Обе женщины молча представили потного, унылого Фери, который, сражаясь с игарскими собаками, волочит в пыли свою ногу, влекомый неодолимой потребностью увидеть ее подружкой. «Он еще спит?» спросила она, как в больнице, когда кому-нибудь из больных было плохо. «Нет, сидит в кухне, молока я ему налила кружку». И хотя больше она ничего не сказала, голос ее нарисовал Фери, сгорбившегося над кружкой, таким измученным, мрачным, что Агнеш всерьез испугалась. «Он что, болен?» — «Такой неразговорчивый вроде», — сказала Халмиха, не ответив насчет болезни.
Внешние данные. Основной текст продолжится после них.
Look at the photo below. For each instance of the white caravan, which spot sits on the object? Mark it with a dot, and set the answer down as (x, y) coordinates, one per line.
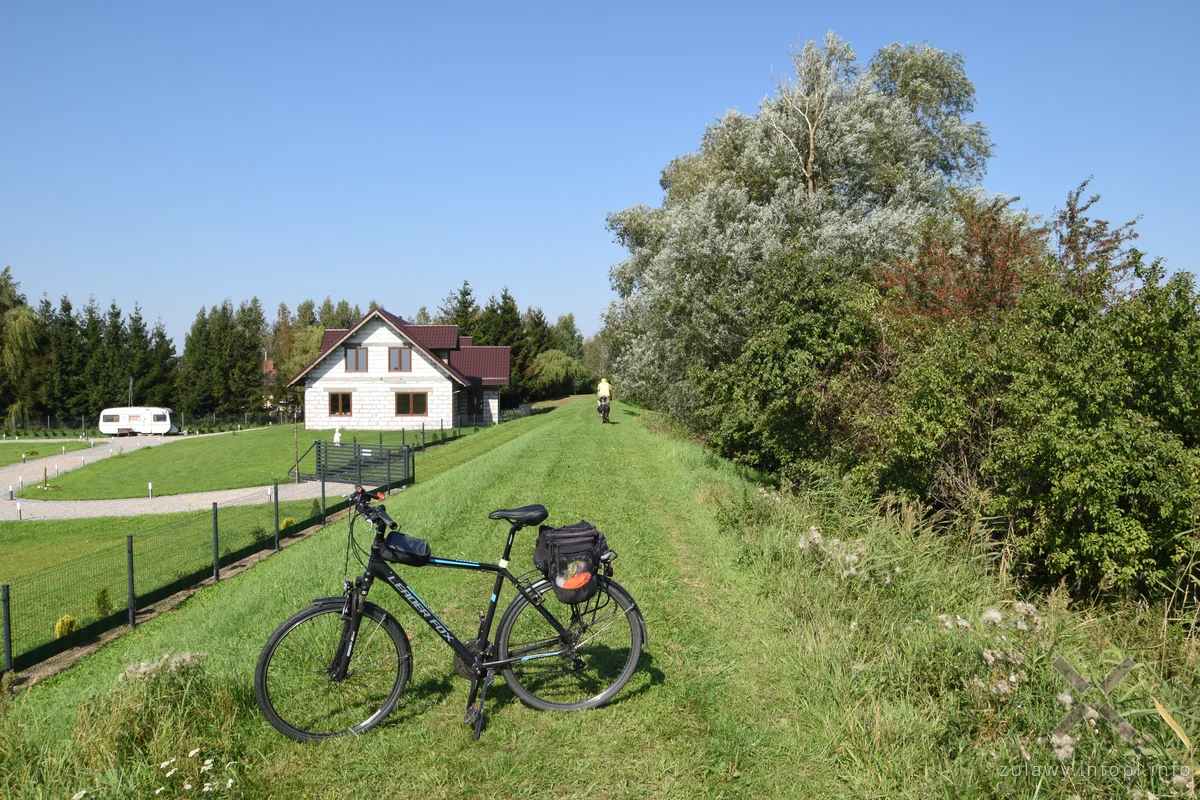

Это «неразговорчивый вроде» в равной степени означало в тюкрёшском языке и душевный недуг, и начинающуюся болезнь. Агнеш, однако, знала уже — да и появившиеся в глазах Халмихи укор, мольба, надежда не оставляли никаких сомнений, — что это она — болезнь Фери, это она виновата в том, что он сидит там, одинокий и мрачный, над молоком, принесенным от тети Юлишки, и из него слова не вытянешь… «Что за несчастные существа матери!» — ужаснулась Агнеш, взглянув на себя ее глазами. Вот эта Халмиха: в страшной нужде растит сына, ходит с ним по больницам, ценой страданий и унижений учит его на доктора — и вот, бессильная, стоит перед ней, злой, жестокой, неизвестно как получившей такую огромную власть над его упрямой одинокой душой власть, глубину и границы которой сама не ведает. И если она с ним жестока, несправедлива, мать не имеет права даже осудить ее за это. Ведь он — всего лишь бедняк, калека, чьи чувства волнуют ее не более, чем чувства какой-нибудь лягушки, прыгающей в траве под ногами… «Я могу его навестить?» — посмотрела Агнеш сначала на женщину, потом на забор дома Халми. «Хорошо бы», — чуть смягчилась тревога в глазах Халмихи. Если Агнеш так испугалась, может, она чувствует свою вину, а то, что она его хочет видеть, пробудило на самом дне измученного сердца матери крохотную надежду, к тому же словами этими, «хорошо бы», Халмиха сразу признала, что только Агнеш способна стать врачевательницей его недуга.